Thursday, December 03, 2009

Bonfire of the Missalettes

Let's say you buy a book at Borders. Inside the front cover it says: "The use of this book is licensed to the purchaser for 2009 only, after which date this book must be destroyed. If you want to read the book in 2010, you must buy another copy of the same."

Say what? I think you might seriously question whether the bookstore or the publisher can or should make such demands, morally or legally or practically. It seems crazy. I mean, you paid for the book. It is yours. Whose business is it whether you read the book in December of one year rather than January of the next year?

And what about the consumer? What about service?

In fact, such a policy would lead to public outrage. But let's say that calmer heads prevailed. Some points out that you own the book only in a provisional sense. The text, after all, is still someone's "intellectual property" so therefore it is up to that "owner" to decide how his or her property is used.

Therefore the rules apply. Now, this is admittedly a bit strange. Imagine buying potatoes at the store with the rule that you can only make French fries and not hash browns. Or imagine buying a suit of clothes with the that it can only be worn on weekends. Strange things happen under the rubric of intellectual property.

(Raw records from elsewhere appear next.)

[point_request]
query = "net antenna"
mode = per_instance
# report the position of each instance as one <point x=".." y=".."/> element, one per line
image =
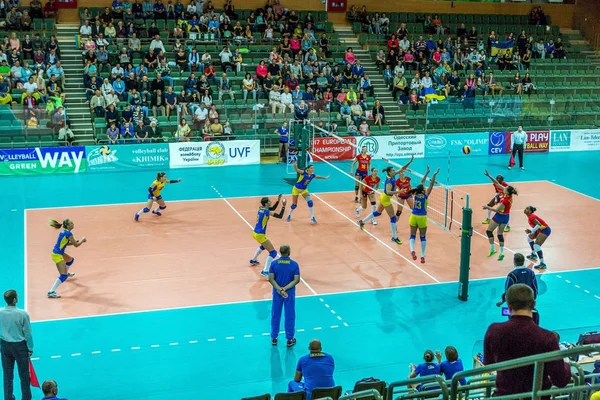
<point x="443" y="207"/>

Granted, a rule that you can only read the book this year and not next might have a point, but it is not one that serves the consumer. It is a producer policy, one designed to maximize profits for the store and the publisher. It would not be good for the reputation of the company that attempted such a thing. I'm not even entirely sure of its status in law.

Nor am I aware of any publisher who would do this. After all, even those who publish dated material like calendars don't try to restrict your right to look at the same calendar next year. There are such restrictions in some non-disclosure agreements regarding secret texts and documents, but never in a normal trade publication.

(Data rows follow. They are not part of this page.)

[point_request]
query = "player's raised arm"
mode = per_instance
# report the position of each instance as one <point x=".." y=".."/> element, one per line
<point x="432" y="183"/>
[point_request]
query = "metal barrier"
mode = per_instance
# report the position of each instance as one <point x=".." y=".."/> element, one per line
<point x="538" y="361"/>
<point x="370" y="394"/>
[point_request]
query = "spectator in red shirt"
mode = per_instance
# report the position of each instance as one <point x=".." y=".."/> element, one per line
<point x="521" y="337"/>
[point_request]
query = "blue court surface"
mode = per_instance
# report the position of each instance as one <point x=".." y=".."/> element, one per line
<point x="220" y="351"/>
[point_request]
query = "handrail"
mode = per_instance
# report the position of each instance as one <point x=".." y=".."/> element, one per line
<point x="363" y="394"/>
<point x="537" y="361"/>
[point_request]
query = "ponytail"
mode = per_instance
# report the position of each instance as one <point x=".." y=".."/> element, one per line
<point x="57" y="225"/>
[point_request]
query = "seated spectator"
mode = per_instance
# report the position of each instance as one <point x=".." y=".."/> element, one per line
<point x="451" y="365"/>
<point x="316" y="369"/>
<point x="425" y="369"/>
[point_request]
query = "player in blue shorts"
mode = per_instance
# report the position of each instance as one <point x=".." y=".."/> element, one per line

However, there is one exception: Catholic Missalette publishers. Every issue comes with a restriction. "The use of this publication is licensed only to current subscribers during the 2010 year." What about those leftover from last year? You must "discard any remaining printed material covered by the license at the end of the designated time period shown on the license."

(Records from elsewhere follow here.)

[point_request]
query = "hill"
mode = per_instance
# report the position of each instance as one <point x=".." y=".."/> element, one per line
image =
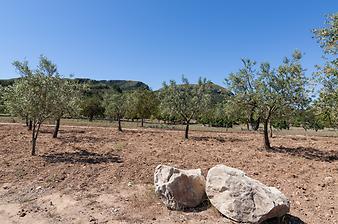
<point x="98" y="86"/>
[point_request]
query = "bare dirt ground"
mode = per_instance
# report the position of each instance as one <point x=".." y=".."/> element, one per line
<point x="97" y="175"/>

What about saving up three years of missalettes and reusing them just to eliminate waste and saving parish money? Don't even think about it. That's not allowed. We are even told that it is illegal and violates "moral rights."

And so, every year at exactly this time, there must be a bonfire of the missalettes. They must be destroyed, lest you be immoral, or so we are told. Actually what happens is that they are all collected and hurled into the garbage bin out back and taken off the landfill.

Can you imagine? When I think of the work of the scribes of the first millinnium and a half of Christianity, when every book was the result of many thousands of hours, and when a book itself was the greatest treasure of a monastery, and when I think of the time spent even to create a Guttenberg Psalter, it truly boggles the mind that parishes are now under a legal obligation to destroy the Word of God.

Now, when I first heard this, I didn't believe it. As low an opinion of the methods of the mainline Catholic publishers as I've developed, I didn't believe that we were all under some kind of requirement to torch our missalettes at the end of year. The person who told me this insisted. My private thought was: "can you believe this kind of nonsense you pick up on the street?"

Just in case he was right and I was wrong, I decided to look it up. My own eyes popped out in astonishment. It is true, all true. It is not even the case that you can sign or read out of them but not record or photocopy. The way the license works, you may not read or sign out of them at all under any conditions. If you find an old missalette and start singing "Holy God, We Praise Thy Name," you are said to be violating someone's moral rights.

Yes, I know: this is a funhouse mirror room. It is utterly bizarre. As for moral rights, should we talk about the morality of the astonishing waste and destruction of perfectly decent printed matter here? This practice flies in the face of everything we know about normal business practice.

Think back to a year ago or so when Kindle arbitrarily deleted from all machines a book that people had purchased, and did so over some copyright struggle. Customers were furious. They inundated the company with complaints and outrage. This was a serious blow to Amazon's business model. The company clawed its way back with apologies and free stuff for everyone. It was a matter of corporate survival.

But we Catholics are just more passive I guess. We are glad to be abused year after year. We think nothing of it. We are told to destroy the things we bought and we just going ahead and do it, without a thought. Then we buy again. Millions upon millions of tithe dollars are spent this way. Money down the drain for no good reason but to feed a publishing machinery that lives off copyright and re-purchases.

Something is very strange here. A timeless religion is now being marketed with mandatory planned obsolescence.

Do I have a better idea? Yes. The texts of the Mass should be part of the commons. The music of the Mass should be part of the commons. Newly composed material should not be affixed with a ticking time bomb. If you buy it, it is yours. Another radical idea: publishers should start serving the Catholic world rather than looting it and mandating vast waste and destruction.

These are changes that can be enacted very easily and quickly and with no ecclesiastical intervention. Someday, we might look back and wonder in astonishment at how we put up with all of this in the past, and marvel at the amount of money paid for replacing perfectly good missalettes rather than given to musicians and architects and the poor.